In this regard, it removes the hassle of attempting to be your own investment manager. “For a first-time investor, a global growth trust such as Alliance is a sensible choice,” said Gavin Haynes, co-founder of Fairview Investing.
“It follows a multi-manager approach, where the trust outsources different parts of the portfolio to experts in that particular area… effectively providing investors with a professionally constructed diversified portfolio in one investment vehicle.”
7. Competitive fees
While multi-manager funds used to be expensive compared to single manager funds, cost have come down significantly in recent years. Alliance Trust has an annual ongoing charge of 0.65% or less (0.62% in 2019), while its closest competitor Witan charges 0.87%, which includes a performance fee.

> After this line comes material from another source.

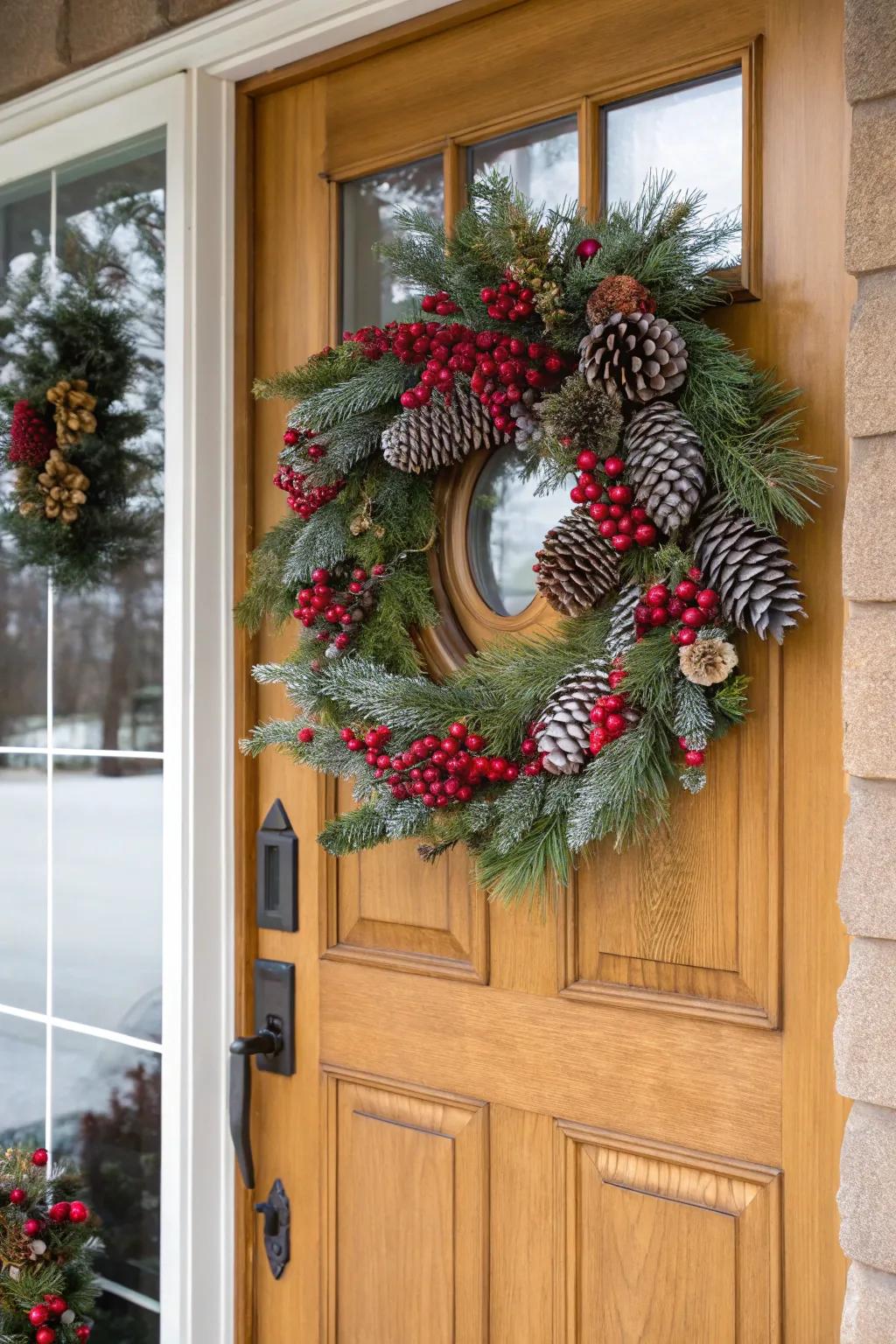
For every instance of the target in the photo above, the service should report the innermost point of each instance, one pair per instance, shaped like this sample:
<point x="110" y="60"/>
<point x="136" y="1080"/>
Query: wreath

“As a core global equity portfolio, it [Alliance] is providing professional investment management for the ordinary investor at a very reasonable cost,” said Liddell. “A long-term approach, professional management, the possibility of enhanced returns and value for money all make investment trusts such as Alliance attractive for those beginning on the investment journey.”
8. Low entry level
The earlier you start saving, the better – giving the investment longer to grow. If you cannot afford to put a large sum to work, don’t worry; investing small amounts regularly is one of the best ways to invest. This spreads risk and compounds long-term growth of capital and dividends (opt to automatically reinvest these to supercharge your returns).
“Great comfort can be drawn by trickling the money in using a monthly savings plan – one of the best ways around to accumulate a spending pot without trying too hard,” said Newlands.
If you invested £50 per month in the average global fund or global investment trust over 18 years your investment would have grown by 316% and 495% respectively by the end of July 2020, data from interactive investor shows*.
Saving regularly over a long period of time reduces the temptation to try to time your investments – something that is notoriously difficult. The importance thing for Carthew is to pick an investment that you have faith will be around when you want the investment to mature.
“Choose a vehicle that has been serving its shareholders at low cost for decades, and indeed for some investment trusts, such as Alliance, since the nineteenth century,” said Newlands, pointing to the trust’s inception back in 1888.
10. Strong core holding
A global equity fund is an ideal first investment for a young person’s portfolio – perhaps the only equity fund they will need. It is also a solid foundation for those who want to continue their investment journey as adults.
Child trust funds (CTF) started to mature on 1 September, as the first children to benefit from the scheme turned 18. Around 800,000 will mature each year, giving young adults access to £700 million this tax year and a total of £7.5 billion over the next decade.
When deciding how to invest their money, caution is the most prominent emotion felt by young investors (21%), while one in five young investors also report stress (20%) and nerves (20%) when deciding which companies or assets to buy, according to the Share Centre.
“The more you talk to your children about their finances, and the more they understand the benefits of investment, the better equipped they will be to make the right decision,” said Sarah Coles, a personal finance analyst at Hargreaves Lansdown.
*Past performance is not an indicator of future returns.
Jennifer Hill is a freelance journalist.